For a while, Dave continued buying used machines, following his no-debt philosophy. Finally, the day came when he was extra glad Rob stopped by, because he was ready to invest in a new machine (yes, another cash purchase).

On the day this newest machine, the GENOS M560-V vertical machining center, was scheduled to be installed there was a big blizzard in Ney, and Dave had to take his tractor down the road to tow the delivery truck in for the last two miles.





Dave wanted to have more opportunity with 3D milling and higher speed, while sticking with Okuma. They decided on a GENOS M560-V vertical machining center. "With all the technology, from the PC-based controller to the speed the machine can run at -- with all that functionality we're able to run parts in less time and compete with the rest of the world," says Dave.

Doubling Growth

Today cow chips are still being "produced" on the Karlstadt farm.
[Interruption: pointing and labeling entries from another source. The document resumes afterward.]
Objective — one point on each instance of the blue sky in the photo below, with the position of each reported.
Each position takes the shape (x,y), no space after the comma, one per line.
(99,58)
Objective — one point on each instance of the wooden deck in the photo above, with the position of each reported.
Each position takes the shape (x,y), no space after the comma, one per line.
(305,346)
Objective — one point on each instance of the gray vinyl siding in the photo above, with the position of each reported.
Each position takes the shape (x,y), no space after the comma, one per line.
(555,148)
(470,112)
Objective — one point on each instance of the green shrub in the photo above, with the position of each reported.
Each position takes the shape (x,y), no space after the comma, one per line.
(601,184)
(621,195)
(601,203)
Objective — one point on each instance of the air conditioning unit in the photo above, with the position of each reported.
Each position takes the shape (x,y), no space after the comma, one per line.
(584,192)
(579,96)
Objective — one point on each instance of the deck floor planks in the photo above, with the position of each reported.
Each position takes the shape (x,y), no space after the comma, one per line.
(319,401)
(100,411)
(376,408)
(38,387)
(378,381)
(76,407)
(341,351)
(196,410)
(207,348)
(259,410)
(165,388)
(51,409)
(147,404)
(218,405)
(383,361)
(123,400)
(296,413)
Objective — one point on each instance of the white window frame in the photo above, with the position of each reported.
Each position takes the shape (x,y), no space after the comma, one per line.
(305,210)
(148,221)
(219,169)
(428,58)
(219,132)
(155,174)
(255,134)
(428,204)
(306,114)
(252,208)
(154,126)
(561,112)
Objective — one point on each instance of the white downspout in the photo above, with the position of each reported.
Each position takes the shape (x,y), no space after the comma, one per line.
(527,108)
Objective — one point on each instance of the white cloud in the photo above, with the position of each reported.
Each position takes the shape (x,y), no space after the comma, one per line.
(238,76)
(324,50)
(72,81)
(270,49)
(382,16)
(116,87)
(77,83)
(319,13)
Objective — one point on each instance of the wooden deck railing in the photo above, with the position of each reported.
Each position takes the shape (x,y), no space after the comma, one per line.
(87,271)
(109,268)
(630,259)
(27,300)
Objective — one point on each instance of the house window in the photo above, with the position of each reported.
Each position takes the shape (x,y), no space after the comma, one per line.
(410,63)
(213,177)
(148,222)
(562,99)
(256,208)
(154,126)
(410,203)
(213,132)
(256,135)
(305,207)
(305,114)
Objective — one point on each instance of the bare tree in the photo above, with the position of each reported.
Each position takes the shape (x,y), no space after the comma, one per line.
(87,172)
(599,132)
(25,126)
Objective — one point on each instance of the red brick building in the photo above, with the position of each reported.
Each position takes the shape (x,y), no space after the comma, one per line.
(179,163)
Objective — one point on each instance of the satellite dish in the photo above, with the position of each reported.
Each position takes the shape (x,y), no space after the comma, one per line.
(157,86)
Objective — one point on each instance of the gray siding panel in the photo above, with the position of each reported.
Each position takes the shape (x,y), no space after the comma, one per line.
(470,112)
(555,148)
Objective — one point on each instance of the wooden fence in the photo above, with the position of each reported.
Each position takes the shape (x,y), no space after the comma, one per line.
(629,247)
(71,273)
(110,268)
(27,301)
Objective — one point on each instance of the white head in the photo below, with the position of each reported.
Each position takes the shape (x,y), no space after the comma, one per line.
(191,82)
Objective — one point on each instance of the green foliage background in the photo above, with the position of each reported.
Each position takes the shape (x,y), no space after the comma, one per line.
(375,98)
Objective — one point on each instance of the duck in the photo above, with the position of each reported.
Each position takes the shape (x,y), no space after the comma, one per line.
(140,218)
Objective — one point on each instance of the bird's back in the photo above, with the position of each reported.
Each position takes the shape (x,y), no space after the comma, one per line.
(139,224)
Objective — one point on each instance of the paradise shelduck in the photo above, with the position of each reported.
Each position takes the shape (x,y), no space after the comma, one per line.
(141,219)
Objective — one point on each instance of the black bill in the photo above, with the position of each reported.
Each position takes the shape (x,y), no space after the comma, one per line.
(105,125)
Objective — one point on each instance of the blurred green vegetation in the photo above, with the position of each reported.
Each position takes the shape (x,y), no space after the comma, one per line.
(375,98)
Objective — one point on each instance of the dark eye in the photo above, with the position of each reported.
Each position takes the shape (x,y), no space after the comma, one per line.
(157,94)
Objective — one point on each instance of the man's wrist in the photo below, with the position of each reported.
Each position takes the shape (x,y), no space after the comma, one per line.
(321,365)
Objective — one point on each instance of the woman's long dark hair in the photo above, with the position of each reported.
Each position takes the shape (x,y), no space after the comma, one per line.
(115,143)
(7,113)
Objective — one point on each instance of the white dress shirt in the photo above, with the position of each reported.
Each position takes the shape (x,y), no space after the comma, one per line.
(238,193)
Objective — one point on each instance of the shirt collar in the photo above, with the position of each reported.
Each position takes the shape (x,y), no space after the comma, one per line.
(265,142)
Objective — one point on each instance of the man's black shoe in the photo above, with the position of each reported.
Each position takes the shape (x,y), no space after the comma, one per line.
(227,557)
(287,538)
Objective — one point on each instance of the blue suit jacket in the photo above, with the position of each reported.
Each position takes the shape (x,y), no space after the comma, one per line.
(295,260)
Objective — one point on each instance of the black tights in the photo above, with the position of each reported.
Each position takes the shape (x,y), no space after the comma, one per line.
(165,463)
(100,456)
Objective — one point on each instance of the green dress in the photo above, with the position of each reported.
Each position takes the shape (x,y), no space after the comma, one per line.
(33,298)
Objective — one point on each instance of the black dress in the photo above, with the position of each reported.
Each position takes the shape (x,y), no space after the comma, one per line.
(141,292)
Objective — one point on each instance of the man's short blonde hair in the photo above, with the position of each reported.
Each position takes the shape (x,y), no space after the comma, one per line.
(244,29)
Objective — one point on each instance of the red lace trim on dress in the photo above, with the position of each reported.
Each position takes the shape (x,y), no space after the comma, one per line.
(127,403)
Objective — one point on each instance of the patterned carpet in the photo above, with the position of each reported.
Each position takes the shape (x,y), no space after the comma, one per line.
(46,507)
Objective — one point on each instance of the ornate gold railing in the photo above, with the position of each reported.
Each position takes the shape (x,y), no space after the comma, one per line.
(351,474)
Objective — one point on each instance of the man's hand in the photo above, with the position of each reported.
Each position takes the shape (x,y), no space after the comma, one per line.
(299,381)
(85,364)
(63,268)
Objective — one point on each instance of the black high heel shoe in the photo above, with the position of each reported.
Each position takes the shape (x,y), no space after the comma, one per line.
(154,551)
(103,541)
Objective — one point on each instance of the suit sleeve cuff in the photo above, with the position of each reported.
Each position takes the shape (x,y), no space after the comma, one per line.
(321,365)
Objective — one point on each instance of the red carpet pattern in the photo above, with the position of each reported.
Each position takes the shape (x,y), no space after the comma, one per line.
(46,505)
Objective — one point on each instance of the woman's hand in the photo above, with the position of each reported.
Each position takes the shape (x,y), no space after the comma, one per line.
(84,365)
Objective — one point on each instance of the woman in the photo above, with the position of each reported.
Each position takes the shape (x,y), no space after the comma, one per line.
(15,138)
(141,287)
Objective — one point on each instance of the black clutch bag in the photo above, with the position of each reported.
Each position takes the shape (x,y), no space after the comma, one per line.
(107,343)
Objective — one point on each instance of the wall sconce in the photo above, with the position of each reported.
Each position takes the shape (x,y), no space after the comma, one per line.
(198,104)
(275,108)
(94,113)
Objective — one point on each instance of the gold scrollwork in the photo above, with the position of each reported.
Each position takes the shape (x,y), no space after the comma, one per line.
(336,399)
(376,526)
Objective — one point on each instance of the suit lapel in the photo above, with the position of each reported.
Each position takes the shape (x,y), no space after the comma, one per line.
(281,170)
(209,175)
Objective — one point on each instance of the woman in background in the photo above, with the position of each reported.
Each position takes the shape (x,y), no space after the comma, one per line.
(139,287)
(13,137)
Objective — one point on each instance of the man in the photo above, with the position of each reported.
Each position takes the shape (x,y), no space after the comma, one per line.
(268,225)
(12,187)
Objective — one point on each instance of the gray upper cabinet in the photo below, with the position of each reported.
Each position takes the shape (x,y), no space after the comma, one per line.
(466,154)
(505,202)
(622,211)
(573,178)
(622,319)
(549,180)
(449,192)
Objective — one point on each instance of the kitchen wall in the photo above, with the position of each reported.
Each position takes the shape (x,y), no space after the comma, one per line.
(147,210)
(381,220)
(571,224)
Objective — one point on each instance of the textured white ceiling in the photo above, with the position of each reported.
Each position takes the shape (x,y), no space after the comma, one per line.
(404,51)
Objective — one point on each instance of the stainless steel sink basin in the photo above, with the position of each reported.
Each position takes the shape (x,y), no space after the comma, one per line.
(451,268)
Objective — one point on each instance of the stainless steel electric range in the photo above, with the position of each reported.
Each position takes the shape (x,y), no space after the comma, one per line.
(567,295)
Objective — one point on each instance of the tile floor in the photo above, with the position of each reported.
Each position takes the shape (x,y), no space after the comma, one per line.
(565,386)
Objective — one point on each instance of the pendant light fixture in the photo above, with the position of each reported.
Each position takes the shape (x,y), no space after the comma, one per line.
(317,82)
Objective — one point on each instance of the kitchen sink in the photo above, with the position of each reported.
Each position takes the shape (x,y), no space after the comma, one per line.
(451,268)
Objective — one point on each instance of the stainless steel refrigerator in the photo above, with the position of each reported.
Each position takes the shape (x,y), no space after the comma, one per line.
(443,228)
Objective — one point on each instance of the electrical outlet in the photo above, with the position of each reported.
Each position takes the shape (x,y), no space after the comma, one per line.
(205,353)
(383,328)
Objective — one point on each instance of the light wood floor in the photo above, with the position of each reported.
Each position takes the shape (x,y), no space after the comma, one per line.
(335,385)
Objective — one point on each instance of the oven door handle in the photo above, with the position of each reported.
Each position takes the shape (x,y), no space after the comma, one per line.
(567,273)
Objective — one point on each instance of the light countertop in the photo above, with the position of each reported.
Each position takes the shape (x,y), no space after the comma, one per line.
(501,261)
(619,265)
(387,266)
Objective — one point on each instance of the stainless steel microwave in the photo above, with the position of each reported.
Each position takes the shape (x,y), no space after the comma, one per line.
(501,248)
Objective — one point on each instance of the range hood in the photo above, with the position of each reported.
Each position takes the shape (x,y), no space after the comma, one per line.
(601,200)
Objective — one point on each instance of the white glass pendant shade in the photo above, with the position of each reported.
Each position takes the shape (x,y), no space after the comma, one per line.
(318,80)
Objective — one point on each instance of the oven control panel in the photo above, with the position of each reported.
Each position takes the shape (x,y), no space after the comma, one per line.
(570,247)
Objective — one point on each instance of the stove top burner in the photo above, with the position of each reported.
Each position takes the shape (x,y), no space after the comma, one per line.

But the machine shop has gotten so busy cutting chips, they've hired their neighbors to take care of feeding the steers.

Karlstadt went from a one-building shop to four buildings in five years, and recently they've consolidated operations into a brand new 12,000 square foot building, right next to the cow barns. According to Ryan, "we'll probably double again in the next five years."

Dave agrees. "The reliability of Okuma machines plays a huge role in our success. We don't have to worry about downtime. Our direction for the next five years will be to add a couple more GENOS machine tools, plus a horizontal machining center with a pallet changer. Being able to produce quality parts on time is our biggest advantage."